Artık sahte çoğunluğun ne düşündüğünü de çok umursamıyordu. Seden’i gizlemek istemesinin tek nedeni karısını üzmek istemeyişiydi. Bundan sonra karısı da olmadığına göre kızıyla yaşayacaklarını, yaşamaktan eksik kaldıklarını yaşamak için gizli saklı buluşmalar yapmak istemiyordu. Bu defa üzmekten korkacağı tek kişi Ozan’dı. Onunla konuştuktan sonra bunu artık ilan edebileceğini düşünüyordu.
“Bu ancak senin kararın olabilir.” dedi Ozan, “Benim için bir sürpriz olmayacak ki? Neden bilinmesini engelleyeyim?”
“Yani o zaman herkes Seden’in babası olarak beni bilecek, senin bunca fedakarlığın ve emeğinden sonra. Biliyorsun insalar sırf bana yaranmak için bile gereksiz şişirme yollara başvuruyorlar.

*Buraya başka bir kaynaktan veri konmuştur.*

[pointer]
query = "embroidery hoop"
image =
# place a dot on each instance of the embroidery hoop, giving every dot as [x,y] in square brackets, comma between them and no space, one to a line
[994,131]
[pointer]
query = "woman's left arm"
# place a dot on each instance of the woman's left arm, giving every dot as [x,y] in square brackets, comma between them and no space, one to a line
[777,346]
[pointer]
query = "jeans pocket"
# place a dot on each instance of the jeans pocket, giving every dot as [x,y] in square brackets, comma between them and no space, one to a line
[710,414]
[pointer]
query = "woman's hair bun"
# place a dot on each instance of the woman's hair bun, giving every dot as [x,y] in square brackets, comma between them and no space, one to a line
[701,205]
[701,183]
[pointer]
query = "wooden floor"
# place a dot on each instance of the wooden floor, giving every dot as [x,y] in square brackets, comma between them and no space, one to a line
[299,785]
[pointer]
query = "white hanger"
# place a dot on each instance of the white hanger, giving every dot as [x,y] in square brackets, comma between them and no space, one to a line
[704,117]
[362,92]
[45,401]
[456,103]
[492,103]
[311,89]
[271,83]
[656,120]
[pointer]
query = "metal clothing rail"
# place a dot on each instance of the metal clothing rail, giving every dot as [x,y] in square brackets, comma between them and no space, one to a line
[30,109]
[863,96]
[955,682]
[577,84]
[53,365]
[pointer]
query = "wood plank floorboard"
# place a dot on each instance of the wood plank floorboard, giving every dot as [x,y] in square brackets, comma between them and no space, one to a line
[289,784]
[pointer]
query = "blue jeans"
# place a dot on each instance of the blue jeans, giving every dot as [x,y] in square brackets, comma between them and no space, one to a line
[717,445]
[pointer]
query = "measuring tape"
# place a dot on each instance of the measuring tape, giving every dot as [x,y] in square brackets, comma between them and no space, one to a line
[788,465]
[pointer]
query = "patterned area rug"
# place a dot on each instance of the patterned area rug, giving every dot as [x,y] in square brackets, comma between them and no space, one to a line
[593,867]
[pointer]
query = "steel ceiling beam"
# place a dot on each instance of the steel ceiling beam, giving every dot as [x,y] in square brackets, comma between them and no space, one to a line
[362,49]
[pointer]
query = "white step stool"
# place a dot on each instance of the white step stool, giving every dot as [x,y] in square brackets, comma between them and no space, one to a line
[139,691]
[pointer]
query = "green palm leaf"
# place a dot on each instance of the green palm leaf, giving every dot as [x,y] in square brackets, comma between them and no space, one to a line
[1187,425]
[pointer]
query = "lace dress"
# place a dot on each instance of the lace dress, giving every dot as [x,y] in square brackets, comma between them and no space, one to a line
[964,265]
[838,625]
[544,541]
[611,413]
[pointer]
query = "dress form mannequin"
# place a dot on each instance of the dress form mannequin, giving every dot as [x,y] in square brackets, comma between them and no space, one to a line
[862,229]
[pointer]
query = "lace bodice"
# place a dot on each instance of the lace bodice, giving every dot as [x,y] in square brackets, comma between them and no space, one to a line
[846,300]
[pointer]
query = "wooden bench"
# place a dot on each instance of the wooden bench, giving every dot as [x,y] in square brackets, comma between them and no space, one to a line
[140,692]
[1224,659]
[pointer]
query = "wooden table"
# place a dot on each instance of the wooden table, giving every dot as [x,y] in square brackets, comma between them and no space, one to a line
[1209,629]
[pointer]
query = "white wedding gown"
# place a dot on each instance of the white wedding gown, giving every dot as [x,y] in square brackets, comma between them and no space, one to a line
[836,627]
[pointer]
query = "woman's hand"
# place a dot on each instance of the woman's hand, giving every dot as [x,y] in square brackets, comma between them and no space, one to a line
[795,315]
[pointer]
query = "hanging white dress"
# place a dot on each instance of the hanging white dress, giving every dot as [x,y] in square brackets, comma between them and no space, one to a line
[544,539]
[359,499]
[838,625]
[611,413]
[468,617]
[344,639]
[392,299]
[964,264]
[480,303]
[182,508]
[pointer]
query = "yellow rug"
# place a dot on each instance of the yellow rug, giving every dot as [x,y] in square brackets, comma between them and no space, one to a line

Bunlar seni üzmeyecek mi?”
“Hayır ben hayatım boyunca değmez insanların düşünceleri ile hiç yol çizmedim kendime Selçuk! Bilmesi gereken herkes gerçeği ve kıymetini biliyorken diğerlerinin ne düşündüğü zerre kadar umurumda değil! Bu nedenle sen kızınla ilgili istediğin kararı alıp uygulamakta özgürsün bu konuda”
“Sana o kadar borçluyum ki aslında! Kızımı belkide benim yetiştireceğimden bile iyi yetiştirmiş, Mehtap’a benim verebileceğimden fazlasını vermişsin.”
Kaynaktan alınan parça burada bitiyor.